Automatic
Methods for Determining the Semantic Difference Between Collections of Documents
William M. Pottenger and Dmitry Zelenko
8:45-9:30
Abstract:
A standard approach to semantic retrieval performs statistical correlations
on each subject area to support deeper retrieval. However, true information
retrieval involves entire sessions not individual queries. For example,
a user first chooses subjects of interest and then retrieves pertinent documents.
Next, the user repartitions the collection for further queries more closely
related to the desired topic. An unaided human user can perform this task
for tens or possibly hundreds of items, but automated assistance is clearly
required to refine a query on a set of tens or hundreds of thousands of
items, as are routinely found on the World Wide Web.
We have developed automatic techniques for clustering categories from a collection and then indexing concepts from each of the identified categories. The clustering techniques produce a Category Map [Orwig, Chen and Nunamaker 1995] and the indexing techniques produce a Concept Space [Chen, Schatz, Martinez and Ng 1995]. Collectively we refer to these techniques as semantic indexing.
Concept Spaces are collections of abstract concepts which are generated from concrete objects. The concepts are typically labeled with text phrases and the collections have traditionally been text documents. However, except for the generation operations, the logical concepts are independent of the physical objects they represent.
A Concept Space thus summarizes the statistically derived semantics of a given collection. In light of this fact, we have developed automatic techniques which enable us to perform a "Semantic Difference" (or semantic 'diff') between two collections. This gives us a quantitative measure for determining the difference, or semantic distance, between two collections.
One of the key problems that can be addressed with this technology is the evaluation of Concept Spaces and Category Maps, particularly in that we are experimenting with alternative algorithms and implementations for computing indexes of this nature.
In this seminar, we present the research results of our experiments in the automatic comparison and validation of Concept Spaces.
Cross
media validation in a multimedia retrieval system
Michael Ortega, Kaushik Chakrabarti, Kriengkrai Porkaew and Sharad
Mehrotra
9:30-10:15
Abstract:
Conventional retrieval systems are commonly measured by their performance
in terms of precision and recall. While the merit of these metrics is under
debate, they enjoy widespread use. A central problem with these metrics
is the implicit requirement of a small collection for which few experts
can develop queries and determine relevant and non relevant sets.

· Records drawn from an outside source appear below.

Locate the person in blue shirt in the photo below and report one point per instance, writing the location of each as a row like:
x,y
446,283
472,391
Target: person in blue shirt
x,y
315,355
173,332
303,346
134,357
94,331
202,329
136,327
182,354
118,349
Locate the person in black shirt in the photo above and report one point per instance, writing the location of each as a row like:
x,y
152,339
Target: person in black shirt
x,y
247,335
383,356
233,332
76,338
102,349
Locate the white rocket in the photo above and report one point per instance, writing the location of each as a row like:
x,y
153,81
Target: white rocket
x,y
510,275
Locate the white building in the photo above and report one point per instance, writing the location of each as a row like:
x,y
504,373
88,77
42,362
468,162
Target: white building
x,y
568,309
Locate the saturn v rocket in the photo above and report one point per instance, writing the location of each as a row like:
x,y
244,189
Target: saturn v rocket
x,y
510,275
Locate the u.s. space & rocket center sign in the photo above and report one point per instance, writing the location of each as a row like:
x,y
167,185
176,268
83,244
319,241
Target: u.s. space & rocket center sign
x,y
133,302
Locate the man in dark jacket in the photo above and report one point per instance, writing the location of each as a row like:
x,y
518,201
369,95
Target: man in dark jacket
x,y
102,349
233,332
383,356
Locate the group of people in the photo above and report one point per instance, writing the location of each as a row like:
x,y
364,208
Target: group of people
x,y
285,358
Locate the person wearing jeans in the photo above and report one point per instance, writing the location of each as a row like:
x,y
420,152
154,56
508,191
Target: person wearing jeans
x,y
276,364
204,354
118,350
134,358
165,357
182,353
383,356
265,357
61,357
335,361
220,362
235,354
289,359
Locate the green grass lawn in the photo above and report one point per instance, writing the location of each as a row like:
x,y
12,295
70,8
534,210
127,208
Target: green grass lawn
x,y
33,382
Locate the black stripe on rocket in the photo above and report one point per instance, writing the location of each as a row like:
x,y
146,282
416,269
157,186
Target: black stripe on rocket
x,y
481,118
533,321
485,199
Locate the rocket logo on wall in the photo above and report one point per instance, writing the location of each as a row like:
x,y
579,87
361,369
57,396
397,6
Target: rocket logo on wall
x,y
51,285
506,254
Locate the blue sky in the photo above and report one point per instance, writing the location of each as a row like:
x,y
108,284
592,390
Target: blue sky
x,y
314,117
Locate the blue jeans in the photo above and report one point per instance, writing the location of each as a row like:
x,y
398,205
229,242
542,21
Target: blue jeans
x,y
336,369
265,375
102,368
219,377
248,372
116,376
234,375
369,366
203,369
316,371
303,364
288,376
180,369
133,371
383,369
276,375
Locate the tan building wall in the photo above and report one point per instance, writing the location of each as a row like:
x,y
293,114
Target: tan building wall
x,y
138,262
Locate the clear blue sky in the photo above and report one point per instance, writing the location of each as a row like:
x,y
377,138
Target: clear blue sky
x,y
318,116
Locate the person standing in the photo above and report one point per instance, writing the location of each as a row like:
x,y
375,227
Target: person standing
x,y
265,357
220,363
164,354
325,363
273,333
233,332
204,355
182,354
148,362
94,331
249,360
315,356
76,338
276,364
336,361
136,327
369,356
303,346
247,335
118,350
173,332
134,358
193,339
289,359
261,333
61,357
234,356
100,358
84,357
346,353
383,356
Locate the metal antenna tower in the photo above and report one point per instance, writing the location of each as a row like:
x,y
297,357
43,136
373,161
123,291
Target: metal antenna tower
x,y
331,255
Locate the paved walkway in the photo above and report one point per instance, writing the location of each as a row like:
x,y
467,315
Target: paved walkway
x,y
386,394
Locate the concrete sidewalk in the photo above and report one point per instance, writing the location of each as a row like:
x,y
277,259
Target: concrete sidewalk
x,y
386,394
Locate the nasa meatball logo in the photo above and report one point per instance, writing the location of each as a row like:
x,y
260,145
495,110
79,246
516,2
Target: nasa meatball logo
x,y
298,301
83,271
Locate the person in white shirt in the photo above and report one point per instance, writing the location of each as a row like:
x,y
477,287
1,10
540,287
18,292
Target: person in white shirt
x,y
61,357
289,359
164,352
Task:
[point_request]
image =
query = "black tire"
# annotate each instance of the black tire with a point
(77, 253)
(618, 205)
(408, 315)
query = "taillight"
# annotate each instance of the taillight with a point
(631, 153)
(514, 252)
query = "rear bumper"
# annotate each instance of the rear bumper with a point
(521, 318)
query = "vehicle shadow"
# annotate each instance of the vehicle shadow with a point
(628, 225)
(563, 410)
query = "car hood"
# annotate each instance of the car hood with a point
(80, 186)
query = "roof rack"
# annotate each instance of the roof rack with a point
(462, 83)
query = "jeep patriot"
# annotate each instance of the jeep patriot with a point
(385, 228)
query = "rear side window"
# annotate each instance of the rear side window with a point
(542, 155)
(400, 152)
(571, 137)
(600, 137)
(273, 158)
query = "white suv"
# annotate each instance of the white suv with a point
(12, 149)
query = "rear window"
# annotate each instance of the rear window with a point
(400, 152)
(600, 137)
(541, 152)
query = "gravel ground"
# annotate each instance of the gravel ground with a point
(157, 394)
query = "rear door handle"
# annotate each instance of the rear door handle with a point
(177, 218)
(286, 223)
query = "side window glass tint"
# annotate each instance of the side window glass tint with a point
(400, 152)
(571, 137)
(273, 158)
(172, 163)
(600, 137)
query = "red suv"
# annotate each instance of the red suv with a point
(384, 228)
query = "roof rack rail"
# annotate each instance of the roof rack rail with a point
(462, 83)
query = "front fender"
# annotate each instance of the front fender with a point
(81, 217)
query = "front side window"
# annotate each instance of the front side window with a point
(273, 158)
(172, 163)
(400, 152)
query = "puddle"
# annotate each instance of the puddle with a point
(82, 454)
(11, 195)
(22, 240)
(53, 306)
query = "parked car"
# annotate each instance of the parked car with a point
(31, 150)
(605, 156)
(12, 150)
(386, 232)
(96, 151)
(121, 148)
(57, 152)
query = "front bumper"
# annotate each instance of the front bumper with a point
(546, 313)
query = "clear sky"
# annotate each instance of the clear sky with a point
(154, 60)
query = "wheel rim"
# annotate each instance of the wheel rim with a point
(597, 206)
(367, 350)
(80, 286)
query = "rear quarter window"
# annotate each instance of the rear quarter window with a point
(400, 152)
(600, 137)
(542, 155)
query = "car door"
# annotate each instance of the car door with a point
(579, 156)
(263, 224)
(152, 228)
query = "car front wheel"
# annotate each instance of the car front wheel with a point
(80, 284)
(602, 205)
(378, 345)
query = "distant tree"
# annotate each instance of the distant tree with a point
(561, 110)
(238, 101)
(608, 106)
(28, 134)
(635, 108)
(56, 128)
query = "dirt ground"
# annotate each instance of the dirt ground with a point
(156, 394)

Increased
collection sizes force us to investigate alternate metrics to determine
the quality of retrieval. The MARS research group at the University of Illinois
explores multimedia retrieval. While information retrieval is not a solved
problem, some domains have significant progress in retrieval quality. We
propose to exploit spatial and temporal associations between media to use
a reference media and a test media. An automatic technique can compare the
results and determine how much agreement exists between test and reference
media, thus validating the test media retrieval under a correctness assumption
of the reference media.
Measures
for Evaluating Database Selection Techniques
James C. French, Allison L. Powell, Charles L. Viles, Travis Emmitt
and Kevin J. Prey
10:30-11:15
Abstract:
There have been a number of research efforts focusing on database selection
and distributed searching; however, the variety of test environments and
evaluation measures employed by these researchers has made it difficult
to compare the results. We have created a testbed for evaluating database
selection techniques and have conducted a study to examine the effectiveness
of one specific technique. We will describe the evaluation measures that
we are currently employing in our ongoing investigation and discuss their
effectiveness in terms of the specific study.
DL Metrics:
Web Characterization and 4S
Edward A. Fox, Ghaleb Abdulla, and Neill Kipp
11:15-12:00
Abstract:
This presentation will provide perspective on DL metrics from three different
sources. First, there will be a brief report on the work of the W3C Web
Characterization Group, which has developed metrics and scenarios to characterize
the Web. Second there will be a summary of the recently completed dissertation
of Ghaleb Abdulla, who studied Web traffic and measured certain aspects
of digital library usage. Third, there will be an explanation of how the
4S model can provide a framework for describing and studying digital libraries,
based on doctoral studies of Neill Kipp.
Dealing
with Complex Evaluations of Digital Libraries
Paul Kantor, Rutgers.
1:30-2:15
Abstract:
The "performance" of a digital library is a complex relation among
inputs, outputs and constraints. Realistic evaluation of alternative technologies
and designs for digital libraries will result in a wealth of data. Typically,
configuration A will seem better than configuration B with regard to some,
but not other scales or criteria. This will be true whether the measures
are measures of input (or cost, bandwidth, operating expense) or output
(activity, timeliness, reliability, usability, ...). In such situations
it is not possible to arrive at a single realistic measure of value, which
takes all of these aspects into account. On the other hand, there is a rigorous
method for determining that some configurations are "dominant"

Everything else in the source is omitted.